Mirándome un día en el espejo, me encontré espantoso, con mi rostro pálido, alargado: me haría falta un cuerno, o incluso dos, para realzar mis rasgos vacilantes.

¿Y si — como me había dicho Daysi — la razón estuviera de su parte? Me había quedado atrasado, había perdido pie, era evidente.

Luego descubrí que sus bramidos tenían, en todo caso, cierto encanto, por más que fuesen ásperos, sin duda. Debería haberlo comprendido cuando aún estaba a tiempo. Intenté bramar, pero era débil, me faltaba muchísimo vigor. Esforzándome más solo lograba emitir aullidos. Y aullar no es lo mismo que bramar.

Pero es evidente que no hay que dejarse llevar siempre por los hechos, y que es preciso conservar algún espacio de originalidad. Sin duda hay que tenerlo todo en cuenta: diferenciarse, sí, pero aún así… mantenerse entre nuestros semejantes. Ahora yo ya no me parecía ni a nadie ni a nada, salvo a una vieja foto pasada de moda que carecía de toda relación con los vivos.

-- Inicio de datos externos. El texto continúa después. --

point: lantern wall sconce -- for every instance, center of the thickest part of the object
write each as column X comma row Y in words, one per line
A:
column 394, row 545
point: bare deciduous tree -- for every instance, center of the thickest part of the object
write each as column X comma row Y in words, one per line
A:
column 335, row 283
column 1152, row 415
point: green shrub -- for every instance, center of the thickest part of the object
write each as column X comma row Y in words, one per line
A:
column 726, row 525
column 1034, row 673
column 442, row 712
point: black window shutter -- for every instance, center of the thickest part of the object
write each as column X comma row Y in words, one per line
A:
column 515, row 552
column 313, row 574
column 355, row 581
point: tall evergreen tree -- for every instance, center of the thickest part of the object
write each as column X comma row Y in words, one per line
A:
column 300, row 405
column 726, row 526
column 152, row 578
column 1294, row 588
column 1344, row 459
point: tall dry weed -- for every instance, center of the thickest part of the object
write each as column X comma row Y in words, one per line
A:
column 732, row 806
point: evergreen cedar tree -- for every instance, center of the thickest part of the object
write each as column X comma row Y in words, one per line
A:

Sentía crecientemente una consciencia dolida, desgraciada. ¡Ay, me sentía un monstruo! Nunca me transformaría en rinoceronte: no podía cambiar.

No me atrevía a mirarme en el espejo. Me sentía invadido de vergüenza. Y sin embargo… ¡Pero no podía! ¡Yo no podía, no, yo no podía!

Premonitoriamente, el personaje de «Rinoceronte» acaba lamentándose de no haber renunciado a tiempo, consciente de la espantosa condición a que lo conduce la soledad.

Retomando la advertencia inicial, debemos señalar que esa disolución de la cultura no implica su ausencia: solo indica que la vida cultural ha dejado de ser hegemónica y hoy se aloja en otro espacio, paralelo, alternativo; que analizaremos más adelante.